Meisterschaftsdritter wurde Guanyu Zhou, der als einziger der „Class of 2022“ in die Formel 1 aufsteigt. Er konnte nach dem technisch bedingten Ausfall von Marcus Armstrong das zweite Sprintrennen in Au Dhabi gewinnen, hatte aber mit einem schwachen Wochenende in Jeddah schien keine realistische Chance auf den Titel mehr. Dort drehte er sich im ersten Sprintrennen und fiel weit zurück. Zhou ist ein solider Pilot, der durchaus auch seine F1-Chance verdient hat, aber ich sehe bei ihm kein Star- oder WM-Potential. Piastri dagegen wäre die logische Fortsetzung der jungen F1-Generation gewesen und könnte (vielleicht ja ab 2023) für Alpine die Rolle einnehmen, die Leclerc bei Ferrari, Russell bei Mercedes und Norris bei McLaren spielen.

Leider gab es in Jeddah auch einen heftigen Startcrash beim Hauptrennen: Theo Pourchaire blieb am Start stehen und der von hinten gestartete Enzo Fittipaldi hatte zu spät freie Sicht auf den gestrandeten ART – er konnte nicht mehr ausweichen und fuhr mit hoher Geschwindigkeit in dessen Heck. Pourchaire konnte eine Woche später in Abu Dhabi bereits wieder starten, während es Fittipaldi mit einem Bruch der rechten Ferse und einem Schnitt über dem Auge härter erwischte. Er erholt sich derzeit noch von diesen Unfallfolgen, seine Pläne für 2022 sind noch nicht bekannt.

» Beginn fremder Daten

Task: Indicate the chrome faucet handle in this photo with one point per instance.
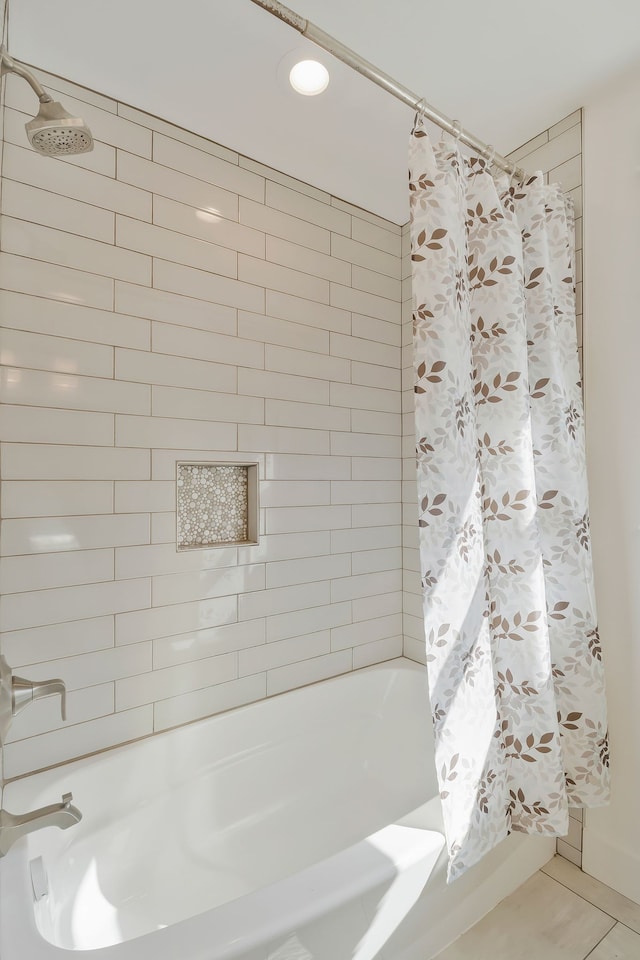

Theo Pourchaire dagegen wird in der kommenden Saison einer der Top-Anwärter auf den F2-Titel sein, in seiner Rookie-Saison holte er zwei Siege (darunter im Hauptrennen in Monaco) und wurde Gesamt-Fünfter trotz zweier heftiger Unfälle mit leichten Verletzungsfolgen (in Baku und Jeddah). Mit P4 im Abu Dhabi-Hauptrennen konnte er seine Rookie-Saison trotz dieser Widrigkeiten stark abschließen, auch wenn er Dan Ticktum, der die Saison mit neun aufeinander folgenden Punkte-Resultate sehr solide, aber unauffällig beendete, in der Tabelle nicht mehr einholen konnte.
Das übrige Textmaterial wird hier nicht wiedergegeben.